Days after their NLCS defeat, Dodgers general manager Ned Colletti and manager Don Mattingly held a joint press conference, in which Mattingly's job status was discussed. The press conference proved to be awkward and disjointed, as both Colletti and Mattingly seemed at odds Mattingly's contract status. After the season, Mattingly called out Dodger management for its perceived lack of support of him during the season and said that he wanted a multiyear contract in place to return in 2014. In 2013, when the Dodgers stumbled to start the season, falling to last place in the NL West while injuries piled up, speculation was rampant that Mattingly would be fired. Team President Stan Kasten indicated to him at the time that things needed to improve for Mattingly to keep his job. The team responded, winning 42 of 50 games during a torrid midseason stretch to take over first place and eventually won the division by 11 games over Arizona. Ironically, it was Colletti who was removed from his position first when the team brought in Tampa Bay's general manager Andrew Friedman to oversee Baseball Operations after the 2014 season. Colletti took the demotion and stayed with the team until taking a scouting job with the NHL's San Jose Sharks in September 2019. Mattingly did end up receiving a three-year extension before the start of the 2014 season, but he never completed the contract, as the team and Mattingly mutually parted after the 2015 postseason and was replaced by Dave Roberts. After leaving LA, Mattingly managed the Miami Marlins from 2016 to 2022.

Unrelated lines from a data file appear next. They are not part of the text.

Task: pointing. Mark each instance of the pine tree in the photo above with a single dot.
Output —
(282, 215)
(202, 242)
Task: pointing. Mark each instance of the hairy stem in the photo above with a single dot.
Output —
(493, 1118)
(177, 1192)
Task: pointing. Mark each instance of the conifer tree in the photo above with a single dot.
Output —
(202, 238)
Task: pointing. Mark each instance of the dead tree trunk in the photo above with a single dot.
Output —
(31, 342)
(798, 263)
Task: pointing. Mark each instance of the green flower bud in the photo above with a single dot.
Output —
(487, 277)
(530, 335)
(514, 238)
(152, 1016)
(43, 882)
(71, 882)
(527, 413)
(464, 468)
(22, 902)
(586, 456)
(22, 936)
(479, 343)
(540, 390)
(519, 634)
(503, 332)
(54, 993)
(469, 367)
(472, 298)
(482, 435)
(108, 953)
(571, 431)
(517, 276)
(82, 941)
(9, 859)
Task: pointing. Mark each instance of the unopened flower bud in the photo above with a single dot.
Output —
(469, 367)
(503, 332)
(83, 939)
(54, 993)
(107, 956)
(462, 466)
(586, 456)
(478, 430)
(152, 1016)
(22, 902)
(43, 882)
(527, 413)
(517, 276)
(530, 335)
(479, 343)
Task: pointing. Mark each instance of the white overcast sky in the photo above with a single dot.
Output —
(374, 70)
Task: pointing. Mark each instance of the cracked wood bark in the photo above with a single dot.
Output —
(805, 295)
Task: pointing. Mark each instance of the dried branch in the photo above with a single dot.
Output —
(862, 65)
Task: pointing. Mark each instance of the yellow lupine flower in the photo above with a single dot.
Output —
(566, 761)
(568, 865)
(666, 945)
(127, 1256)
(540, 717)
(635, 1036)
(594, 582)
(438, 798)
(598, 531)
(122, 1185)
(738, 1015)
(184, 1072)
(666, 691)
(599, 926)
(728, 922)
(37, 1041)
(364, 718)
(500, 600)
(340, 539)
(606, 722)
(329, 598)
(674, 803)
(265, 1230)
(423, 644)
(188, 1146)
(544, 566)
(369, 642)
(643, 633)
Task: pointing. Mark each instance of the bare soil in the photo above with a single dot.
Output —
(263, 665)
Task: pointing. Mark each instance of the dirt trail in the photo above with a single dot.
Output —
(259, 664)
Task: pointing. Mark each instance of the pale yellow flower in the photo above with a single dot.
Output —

The Cardinals and Dodgers met again during the 2014 National League Division Series with the Cardinals winning again and getting the better of 2013–2014 Cy Young Award and 2014 Most Valuable Player winner Clayton Kershaw. Between the 2013 National League Championship Series and the 2014 National League Division Series, the Cardinals beat Kershaw in all four of his starts.

Hanley Ramirez and Joe Kelly would eventually become teammates in Boston after Ramirez signed a free agent contract with the Red Sox during the 2014–2015 off-season (Kelly had been traded to Boston at the previous season's trade deadline). The 95-mph pitch from Kelly in the first inning of game one fractured Ramirez's rib and put the Dodgers at a handicap with the best hitter neutralized. Kelly eventually became a Dodger in 2019 and even became a fan favorite, winning a World Series with them in 2020 and 2024. David Freese and Mark Ellis would both later play for the NLCS-opposition, with Freese reaching another World Series with the Dodgers in 2018.

The two teams met again in the postseason in the 2021 National League Wild Card Game, with the Dodgers winning in the ninth on a two-run Chris Taylor walk-off home run.